Various sources estimate that in 2015 people in Poland bought about 5 tons of investment gold. The amount of sales for 2022 should oscillate around 17-18 tons, whether in the last 7 years the market has recorded a gigantic growth of almost 300%. It will be another record in our country. Last year Polish people most willingly bought: Australian Kangaroo ounce bullion coins, Canadian Maple Leaf, Krugerrand and 10-gram gold bars.

Similarly, demand for gold on a global scale continues to be very high and is likely to remain so in 2023. The continuing uncertainty on the markets of many countries is conducive to the purchase of bullion. History shows that gold has done well during recessions (in five of the last seven recessions had positive returns). Moreover, a recession is not a necessary condition for the precious metal to maintain a favorable position on global markets. A sharp slowdown in growth is enough for the bullion to gain in value, especially if inflation remains high or in an uptrend.

As analyzed by the World Gold Council, on a global scale, gold’s “efficiency” depends on the interaction of 4 factors: economic expansion, opportunity costs, risk, market uncertainty and clout. These factors, in turn, are influenced by key economic variables such as: GDP, inflation, interest rates, the US dollar and the behavior of competitive financial assets. Strengthening of gold in the markets could take place in situation of further weakening of the dollar as the decline in inflation continues. In the US, markets expect the Fed to start cutting interest rates in the second half of 2023. Elsewhere, markets expect interest rates to decline more slowly than in the US but are hopeful that most major central banks will enter “easing mode” by 2024. China’s economic growth is also expected to improve, boosting demand for gold among Asian consumers.

For holders of capital in zlotys, gold – in the medium and long term – still appears as an attractive asset. In 2023, in Poland, mainly 2 factors will support the sale of gold bullion products. First, gold has become very popular in Poland over the last 2-3 years. The group of our citizens who have chosen this bullion as an investment target has expanded. I am convinced that most of them will continue to buy gold, diversifying their investments, regardless of other factors. The second reason is, of course, the environment: ongoing high inflation, less and less opportunities to invest in apartments, lack of bank deposits on which you can earn money and, of course, the war in Ukraine. Gold has always been considered a safe haven for investors and it works well in these uncertain times. However, it should be emphasized that it is a long-term investment, for example – the gold price in Poland has increased by 76% over the last 5 years. The first days of January show that gold is in an uptrend again.

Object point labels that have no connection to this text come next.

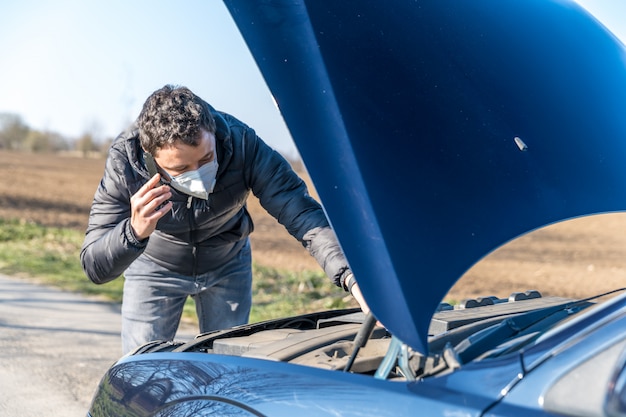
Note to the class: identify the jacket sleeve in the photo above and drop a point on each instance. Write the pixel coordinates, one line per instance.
(285, 196)
(110, 245)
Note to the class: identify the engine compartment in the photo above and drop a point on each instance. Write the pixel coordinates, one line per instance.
(327, 339)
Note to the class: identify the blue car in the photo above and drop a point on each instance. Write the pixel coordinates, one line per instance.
(435, 131)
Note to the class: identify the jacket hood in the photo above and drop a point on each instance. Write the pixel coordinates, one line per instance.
(436, 131)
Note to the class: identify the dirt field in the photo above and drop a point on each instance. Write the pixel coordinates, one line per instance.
(577, 258)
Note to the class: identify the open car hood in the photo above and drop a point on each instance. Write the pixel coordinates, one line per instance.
(437, 130)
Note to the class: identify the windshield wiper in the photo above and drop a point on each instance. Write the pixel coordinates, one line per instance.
(487, 339)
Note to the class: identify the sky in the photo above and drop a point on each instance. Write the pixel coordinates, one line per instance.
(75, 67)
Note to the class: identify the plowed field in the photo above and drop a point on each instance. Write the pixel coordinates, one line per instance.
(577, 258)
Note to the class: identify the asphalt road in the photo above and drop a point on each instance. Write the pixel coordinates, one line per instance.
(54, 348)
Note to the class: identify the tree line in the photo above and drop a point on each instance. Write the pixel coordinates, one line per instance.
(16, 135)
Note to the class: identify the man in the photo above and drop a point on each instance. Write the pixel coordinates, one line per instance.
(170, 214)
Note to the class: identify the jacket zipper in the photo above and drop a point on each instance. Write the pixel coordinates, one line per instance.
(194, 248)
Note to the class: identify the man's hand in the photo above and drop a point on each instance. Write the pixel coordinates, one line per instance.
(148, 205)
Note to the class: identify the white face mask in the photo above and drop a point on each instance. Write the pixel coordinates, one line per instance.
(198, 183)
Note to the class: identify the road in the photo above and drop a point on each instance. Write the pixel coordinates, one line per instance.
(54, 348)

When analyzing the situation on the gold markets, it is important to remember that all forecasts for 2023 are subject to a dose of uncertainty. The dynamically changing environment has proved to us many times that some situations cannot be predicted, so rational diversifications of portfolio and savings must be taken into account. However, observing the current situation on the markets, it must be assumed that in 2023 Poland will break another gold sales record among individual customers.